Christina Lucas
Focal distance
The artist Cristina Lucas (born 1973 in Jaén, lives in Madrid) has drawn attention to herself in Spain in recent years with her political installations, films and performances. Focal Distance, her first institutional exhibition in Germany, shows two films that deal with the archetypical dream of flying developing its critical potential, as is so often the case with Lucas, in an ostensibly light-footed manner. The title already suggests the technical ap-proach and shift in perception undertaken by the artist. The fulfilment of the dream of flying and the conquest of the sky in the early 20th century not only opened up new perspectives from above but also meant the end of a myth. A new era in the conduct of war was heralding in at the same time.
For her video Piper Prometheus (2013) Lucas attached a long white banner to an airplane circling around the Catalonian city of Badalona, which played an important role during Spain’s industrialisation. In doing so, the world-changing lift formula (L = (1/2) d v2 s CL) printed on the banner is visualized in real life. In From the Sky Down (2013), Lucas focuses by contrast on the destructive force of the technological achievement: The starting point for the nearly three-hour 3-channel-installation in the main room of the Remise is Cristina Lucas’s wide-ranging research on the history of aerial attacks. The filmic cartography meticulously records and condenses all documented aerial attacks with civilian casualties since 1912. The project is divided into three chapters. The first part extends from 1912 to 1945, the year that the first atom bomb was dropped. The second chapter con-tinues until 1989, ending with conclusion of the Cold War and the fall of the Iron Curtain. The still uncompleted third chapter, which is to be ready in time for the gallery talk in May, comprises the subsequent time period, running to the present, a time when military demonstration of power and progress and are increasingly being determined by remote-controlled aerial attacks.
Cristina Lucas’s works often examine cultural, social and political power structures and the mechanisms they produce to limit individual freedom. She produces in the process highly effective images, often weaving them into iconoclastic narratives that draw their discursive power from banal, everyday contexts.

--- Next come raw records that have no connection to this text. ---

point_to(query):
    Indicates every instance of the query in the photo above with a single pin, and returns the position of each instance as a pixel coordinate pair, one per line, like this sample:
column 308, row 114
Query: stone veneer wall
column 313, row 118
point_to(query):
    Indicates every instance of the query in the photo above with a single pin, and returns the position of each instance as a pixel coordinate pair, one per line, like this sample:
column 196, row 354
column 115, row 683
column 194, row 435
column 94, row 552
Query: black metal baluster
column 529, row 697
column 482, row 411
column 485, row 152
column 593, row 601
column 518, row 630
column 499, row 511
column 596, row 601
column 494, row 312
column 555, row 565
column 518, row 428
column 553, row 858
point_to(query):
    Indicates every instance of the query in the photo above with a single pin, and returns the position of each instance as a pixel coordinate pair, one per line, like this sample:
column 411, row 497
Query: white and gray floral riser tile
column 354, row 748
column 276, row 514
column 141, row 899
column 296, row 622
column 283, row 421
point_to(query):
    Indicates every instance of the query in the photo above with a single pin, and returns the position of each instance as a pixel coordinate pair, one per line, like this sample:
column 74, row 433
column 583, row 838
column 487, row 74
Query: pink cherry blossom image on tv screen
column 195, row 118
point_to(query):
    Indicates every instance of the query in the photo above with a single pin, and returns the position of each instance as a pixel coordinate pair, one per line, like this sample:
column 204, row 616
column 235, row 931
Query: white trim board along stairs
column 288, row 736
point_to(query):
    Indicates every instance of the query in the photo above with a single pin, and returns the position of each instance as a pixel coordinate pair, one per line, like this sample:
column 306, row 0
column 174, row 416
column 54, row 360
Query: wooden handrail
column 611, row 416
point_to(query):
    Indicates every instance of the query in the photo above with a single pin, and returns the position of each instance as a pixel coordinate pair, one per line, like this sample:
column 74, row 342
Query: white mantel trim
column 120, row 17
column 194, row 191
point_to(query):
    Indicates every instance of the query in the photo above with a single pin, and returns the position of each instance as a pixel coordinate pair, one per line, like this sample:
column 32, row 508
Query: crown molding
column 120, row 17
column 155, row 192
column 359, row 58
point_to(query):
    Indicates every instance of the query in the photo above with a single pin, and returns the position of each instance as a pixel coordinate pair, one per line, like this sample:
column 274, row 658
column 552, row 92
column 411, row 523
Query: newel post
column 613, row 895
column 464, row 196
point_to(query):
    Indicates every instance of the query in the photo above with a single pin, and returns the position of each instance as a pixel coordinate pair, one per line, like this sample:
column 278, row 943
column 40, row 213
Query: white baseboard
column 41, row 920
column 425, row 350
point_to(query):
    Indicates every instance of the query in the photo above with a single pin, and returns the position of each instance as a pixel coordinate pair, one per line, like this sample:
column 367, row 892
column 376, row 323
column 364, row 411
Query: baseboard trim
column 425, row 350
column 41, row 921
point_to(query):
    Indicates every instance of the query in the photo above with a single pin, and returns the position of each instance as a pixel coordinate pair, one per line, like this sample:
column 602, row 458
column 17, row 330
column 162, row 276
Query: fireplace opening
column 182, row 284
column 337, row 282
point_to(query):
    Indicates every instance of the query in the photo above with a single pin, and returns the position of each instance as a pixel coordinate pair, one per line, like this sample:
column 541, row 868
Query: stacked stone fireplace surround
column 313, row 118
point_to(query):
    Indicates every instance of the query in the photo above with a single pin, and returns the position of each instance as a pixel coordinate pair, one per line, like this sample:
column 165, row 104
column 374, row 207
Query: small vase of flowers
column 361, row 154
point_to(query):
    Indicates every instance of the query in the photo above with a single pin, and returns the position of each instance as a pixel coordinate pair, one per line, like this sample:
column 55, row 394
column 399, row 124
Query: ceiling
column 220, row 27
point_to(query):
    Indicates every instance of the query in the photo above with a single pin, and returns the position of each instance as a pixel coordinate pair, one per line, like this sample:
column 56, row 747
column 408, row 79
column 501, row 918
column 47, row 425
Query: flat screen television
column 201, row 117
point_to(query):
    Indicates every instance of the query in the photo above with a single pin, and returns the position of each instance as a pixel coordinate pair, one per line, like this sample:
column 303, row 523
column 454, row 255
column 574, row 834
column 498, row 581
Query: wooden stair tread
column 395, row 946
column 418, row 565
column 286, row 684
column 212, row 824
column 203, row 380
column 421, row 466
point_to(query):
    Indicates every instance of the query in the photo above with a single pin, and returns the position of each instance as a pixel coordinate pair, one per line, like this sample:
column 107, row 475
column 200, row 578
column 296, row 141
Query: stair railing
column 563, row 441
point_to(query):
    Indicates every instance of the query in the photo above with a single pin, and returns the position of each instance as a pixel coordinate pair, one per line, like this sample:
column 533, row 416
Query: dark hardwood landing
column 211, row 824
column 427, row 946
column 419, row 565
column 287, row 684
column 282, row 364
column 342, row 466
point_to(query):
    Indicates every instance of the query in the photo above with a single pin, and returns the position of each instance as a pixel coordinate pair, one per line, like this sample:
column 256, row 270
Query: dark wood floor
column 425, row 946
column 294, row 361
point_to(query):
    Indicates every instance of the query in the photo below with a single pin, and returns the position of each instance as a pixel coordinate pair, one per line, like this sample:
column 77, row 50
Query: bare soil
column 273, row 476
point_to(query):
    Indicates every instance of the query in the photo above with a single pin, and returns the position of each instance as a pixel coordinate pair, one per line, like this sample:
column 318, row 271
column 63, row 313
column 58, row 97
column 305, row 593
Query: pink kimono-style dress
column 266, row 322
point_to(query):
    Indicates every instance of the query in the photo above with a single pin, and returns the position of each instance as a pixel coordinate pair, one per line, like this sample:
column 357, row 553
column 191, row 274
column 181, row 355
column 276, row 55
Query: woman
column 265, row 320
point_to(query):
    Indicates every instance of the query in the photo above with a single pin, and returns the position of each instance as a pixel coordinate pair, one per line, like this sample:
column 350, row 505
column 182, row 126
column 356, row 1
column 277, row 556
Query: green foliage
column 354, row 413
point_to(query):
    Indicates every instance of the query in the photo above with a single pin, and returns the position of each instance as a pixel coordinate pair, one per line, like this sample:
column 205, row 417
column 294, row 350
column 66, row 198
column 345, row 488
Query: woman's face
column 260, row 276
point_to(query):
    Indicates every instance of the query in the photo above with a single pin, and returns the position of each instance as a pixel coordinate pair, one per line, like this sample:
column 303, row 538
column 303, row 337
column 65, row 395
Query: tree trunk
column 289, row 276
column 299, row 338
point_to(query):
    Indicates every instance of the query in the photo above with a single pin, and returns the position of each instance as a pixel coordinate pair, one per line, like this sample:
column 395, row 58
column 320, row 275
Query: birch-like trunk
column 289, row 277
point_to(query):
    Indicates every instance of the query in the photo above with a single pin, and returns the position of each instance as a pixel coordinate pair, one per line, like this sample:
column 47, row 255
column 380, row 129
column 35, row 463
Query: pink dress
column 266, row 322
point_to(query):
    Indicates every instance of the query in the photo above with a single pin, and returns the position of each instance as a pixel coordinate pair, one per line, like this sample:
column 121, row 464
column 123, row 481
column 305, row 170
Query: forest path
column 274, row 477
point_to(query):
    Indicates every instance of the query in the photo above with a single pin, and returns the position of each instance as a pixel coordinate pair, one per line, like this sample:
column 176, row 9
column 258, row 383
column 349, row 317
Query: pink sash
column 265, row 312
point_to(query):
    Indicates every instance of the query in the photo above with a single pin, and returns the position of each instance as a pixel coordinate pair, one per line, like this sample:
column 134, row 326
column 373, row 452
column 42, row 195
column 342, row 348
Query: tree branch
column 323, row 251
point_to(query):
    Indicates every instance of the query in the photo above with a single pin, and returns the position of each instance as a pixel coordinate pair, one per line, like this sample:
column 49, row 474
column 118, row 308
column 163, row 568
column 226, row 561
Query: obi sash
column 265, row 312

Cristina Lucas studied at the Universidad Complutense de Madrid and University of California, Irvine. Solo exhi-bitions devoted to her work have been shown, among others, at the Centro Andaluz de Arte Contemporáneo (CAAC), the Museo de Arte Contemporanea (MAC) in Santiago de Chile, the Museo Amparo Puebla, Mexico City and the Stedelijk Museum Schiedam. Her works were most recently on view at the comprehensive solo exhibi-tion at Matadero, Madrid. She has also participated in numerous international group shows, for example at the Guggenheim Bilbao, the Museo Thyssen-Bornemizsa in Madrid and the Moscow Museum of Modern Art (MMOMA).